The Creature. Image: Wētā Workshop

But in the last year, Taylor says Wētā has done more animatronic work than in the past decade. “Young directors are coming back to the idea of using practical effects,” he says. “If the creature is in the world, that director is having an immediate and connected relationship with the scene, with the creature, with the actors, and they are able to manipulate, to the micro level, the different components of their film.” He also believes that audience perception is evolving, and that people can “subtly sense” the differences in performance in CGI-heavy scenes. 

Representing another wider trend, The Tank also joins a glut of horror movies produced in Aotearoa since the pandemic – alongside Pearl, M3GAN and Evil Dead Rise. Walker says the trend reflects the psychological impact of the last few years. “It’s all about providing escapism, and I think that need has only enhanced due to Covid,” he says. “Horror gives us something that’s totally made up to be afraid of, after a lot of people experienced very real fear of what we all thought Covid was going to do and was going to become.” 

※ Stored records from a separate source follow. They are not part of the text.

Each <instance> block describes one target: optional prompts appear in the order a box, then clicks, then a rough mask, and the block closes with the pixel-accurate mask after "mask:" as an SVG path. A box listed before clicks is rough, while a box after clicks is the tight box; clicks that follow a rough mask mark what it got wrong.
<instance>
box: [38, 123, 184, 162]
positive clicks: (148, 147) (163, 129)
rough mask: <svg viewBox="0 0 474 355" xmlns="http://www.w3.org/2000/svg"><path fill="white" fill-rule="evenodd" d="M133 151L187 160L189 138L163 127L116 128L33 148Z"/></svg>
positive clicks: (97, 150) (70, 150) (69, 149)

Taylor has his own theory as to why the horror boom. “Peter Jackson started his career in splatter horror, and there was a misconception that he was what was called back then a gore-meister,” he says. “But if you watch his early films, it’s entirely evident that they were vehicles to grander films yet to be made. With horror, there is the potential for very low budget films to reach genre level fandom. I don’t really believe there’s any other form of filmmaking that has the potential, relative to budgets spent, to reach a core fan group like that.”

Regardless of whether it’s psychological, economic, or both, Taylor says it is heartening to see a return to lower budget genre filmmaking in Aotearoa. “New Zealand has always made highly impactful, low cost horror,” he says. “And you know, New Zealand deserves to have this new wave of horror coming out because we, as a country, are just really good at it.”

The Tank opens in cinemas nationwide today.